Dengan perilaku terpuji kepada Saudara non muslim yang salah satunya dengan cara mengucapkan Selamat Natal kpd Saudara Kristen…, jauh lebih berdampak mengikis Islam Phobia, dibanding dengan ceramah agama yg isinya penuh kebencian dan kecurigaan.
Belajar dari M. Salah, pemain Liverpool beragama Islam yang taat beribadah. Setiap bulan Desember juga mengucapkan selamat natal. Dengan prestasi dlm bidang sepak bola dan selalu menyapa supporter dengan senyum, ternyata mampu menunjukkan kepada mereka bahwa Islam itu indah. Meskipun tanpa ceramah, M. Salah mampu menyita perhatian publik inggris yang mayoritas beragama Kristen (baca: https://m.liputan6.com/bola/read/3983607/mohamed-salah-buat-islamophobia-di-liverpool-menyusut)

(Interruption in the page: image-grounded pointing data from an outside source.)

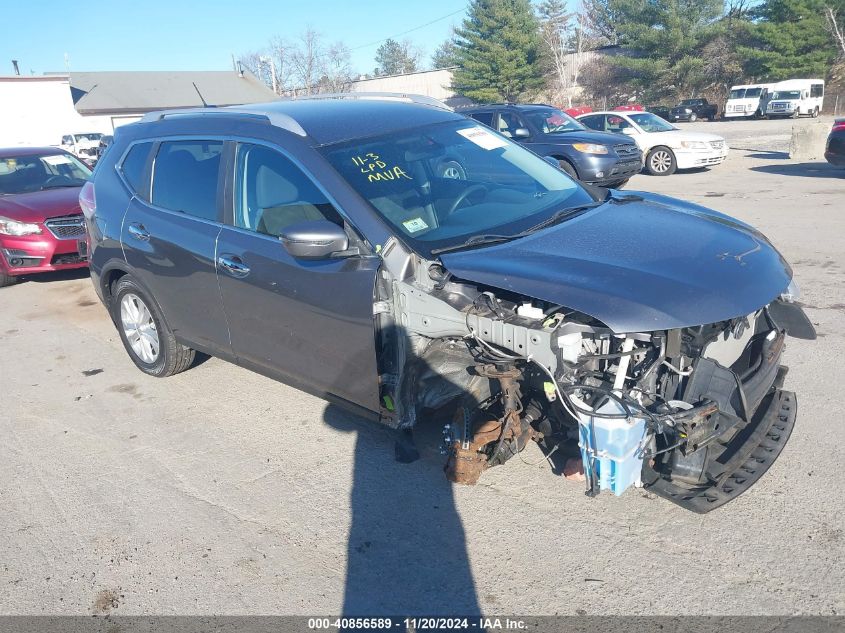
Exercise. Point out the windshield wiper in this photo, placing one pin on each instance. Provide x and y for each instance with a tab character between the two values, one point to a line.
477	240
57	187
557	216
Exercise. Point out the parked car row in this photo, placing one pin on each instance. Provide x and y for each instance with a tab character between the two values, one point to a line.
791	98
604	148
665	147
396	257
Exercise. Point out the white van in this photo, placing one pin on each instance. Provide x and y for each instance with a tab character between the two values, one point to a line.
747	100
796	97
83	146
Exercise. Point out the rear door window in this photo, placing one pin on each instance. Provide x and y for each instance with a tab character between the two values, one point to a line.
134	167
185	177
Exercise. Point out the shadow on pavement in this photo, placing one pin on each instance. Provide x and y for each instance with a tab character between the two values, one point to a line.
407	548
766	154
807	170
58	275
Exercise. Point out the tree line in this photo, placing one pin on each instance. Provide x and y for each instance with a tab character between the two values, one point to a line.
597	50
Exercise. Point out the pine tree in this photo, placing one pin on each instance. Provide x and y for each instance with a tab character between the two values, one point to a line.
790	38
498	51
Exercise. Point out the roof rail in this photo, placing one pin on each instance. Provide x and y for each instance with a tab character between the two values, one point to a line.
276	119
386	96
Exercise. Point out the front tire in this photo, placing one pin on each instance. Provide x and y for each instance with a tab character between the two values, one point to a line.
7	280
661	162
148	339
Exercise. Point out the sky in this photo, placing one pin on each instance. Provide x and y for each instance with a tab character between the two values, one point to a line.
193	35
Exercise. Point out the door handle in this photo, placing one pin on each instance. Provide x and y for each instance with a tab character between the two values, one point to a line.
233	265
138	231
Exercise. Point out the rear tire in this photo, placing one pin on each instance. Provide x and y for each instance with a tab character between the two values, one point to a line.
148	339
7	280
661	162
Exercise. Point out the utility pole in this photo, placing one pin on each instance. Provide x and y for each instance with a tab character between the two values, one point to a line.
269	61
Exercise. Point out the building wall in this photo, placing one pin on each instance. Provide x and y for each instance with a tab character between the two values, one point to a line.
433	83
39	111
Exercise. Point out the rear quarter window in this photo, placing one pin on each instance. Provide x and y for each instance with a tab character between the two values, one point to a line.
185	175
133	168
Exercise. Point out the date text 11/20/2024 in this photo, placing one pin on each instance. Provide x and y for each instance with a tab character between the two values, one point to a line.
417	624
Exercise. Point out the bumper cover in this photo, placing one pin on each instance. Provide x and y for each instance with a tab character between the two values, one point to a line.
26	255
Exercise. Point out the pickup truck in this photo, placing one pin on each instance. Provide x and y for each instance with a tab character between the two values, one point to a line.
692	110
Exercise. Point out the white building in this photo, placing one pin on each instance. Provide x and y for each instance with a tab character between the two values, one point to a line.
40	110
430	83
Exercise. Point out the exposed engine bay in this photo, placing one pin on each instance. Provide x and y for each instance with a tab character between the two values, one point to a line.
694	414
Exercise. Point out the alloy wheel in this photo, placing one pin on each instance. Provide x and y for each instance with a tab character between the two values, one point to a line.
661	161
139	327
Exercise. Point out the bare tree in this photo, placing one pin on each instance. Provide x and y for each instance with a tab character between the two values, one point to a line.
336	69
554	25
837	29
281	52
306	62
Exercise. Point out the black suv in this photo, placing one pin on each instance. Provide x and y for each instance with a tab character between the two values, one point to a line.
324	242
693	109
608	160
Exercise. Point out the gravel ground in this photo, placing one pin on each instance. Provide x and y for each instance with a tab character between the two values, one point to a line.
220	491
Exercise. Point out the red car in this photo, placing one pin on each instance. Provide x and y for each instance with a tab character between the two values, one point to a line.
40	219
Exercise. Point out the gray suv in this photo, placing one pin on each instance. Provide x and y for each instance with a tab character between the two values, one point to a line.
320	242
598	158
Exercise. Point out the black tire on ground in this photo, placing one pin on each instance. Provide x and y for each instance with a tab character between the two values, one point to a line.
568	168
661	161
171	356
7	280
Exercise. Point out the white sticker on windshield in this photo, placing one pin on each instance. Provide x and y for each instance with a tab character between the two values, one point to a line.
57	159
415	226
483	138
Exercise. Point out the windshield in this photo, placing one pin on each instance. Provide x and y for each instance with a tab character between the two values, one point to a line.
552	121
651	122
441	184
25	174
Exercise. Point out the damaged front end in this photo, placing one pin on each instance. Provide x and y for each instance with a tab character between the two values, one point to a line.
695	414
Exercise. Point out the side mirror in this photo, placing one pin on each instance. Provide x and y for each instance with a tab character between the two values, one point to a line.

Di beberapa momen suporter liverpool bernyanyi di Anfield. Dalam liriknya mereka akan ‘masuk Islam’ dan datang ke masjid-masjid jika Salah mencetak gol lagi.
Hemmm,, luar biasa kan.., saya ikut ‘madzhab’ M. Salah saja dech, insyaallah tidak salah. Hihi
Baik.., selanjutnya saya ingin berbagi hasil diskusi mahasiswa Universitas Yudharta Pasuruan prodi PAI Semester 3 matakuliah masa’ilul Fiqhiyah, dengan as’ilah; bagaimana hukum mengucapkan selamat natal kepada Saudara Kristen?? Kalaupun ada salahnya hasil diskusi tersebut, mohon dimaklumi y…, namanya jg mahasiswa, masih belajar. Dan belajar itu boleh salah, yang tidak boleh adalah berhenti belajar. Hihihi. Ok
Berikut hasil diskusi dengan Topik pembahasan hukum Mengucapkan Selamat Natal
Sebagaimana dijelaskan Husnul Haq dalam NU Online (Baca: https://islam.nu.or.id/post/read/100603/ragam-pendapat-ulama-soal-mengucapkan-selamat-natal) untuk menjawab hukumnya, perlu mengupas masalah tersebut dalam beberapa poin;
Pertama, tidak ada ayat Al-Qur’an dan hadits Nabi yang secara jelas dan tegas menerangkan keharaman atau kebolehan mengucapkan selamat Natal. Padahal, kondisi sosial saat nabi Muhammad shallallahu ’alaihi wasallam hidup mengharuskannya mengeluarkan fatwa tentang hukum ucapan tersebut, mengingat Nabi dan para Sahabat hidup berdampingan dengan orang Yahudi dan Nasrani (Kristiani).
Kedua, karena tidak ada ayat Al-Qur’an dan hadits Nabi yang secara jelas dan tegas menerangkan hukumnya, maka masalah ini masuk dalam kategori permasalahan ijtihadi.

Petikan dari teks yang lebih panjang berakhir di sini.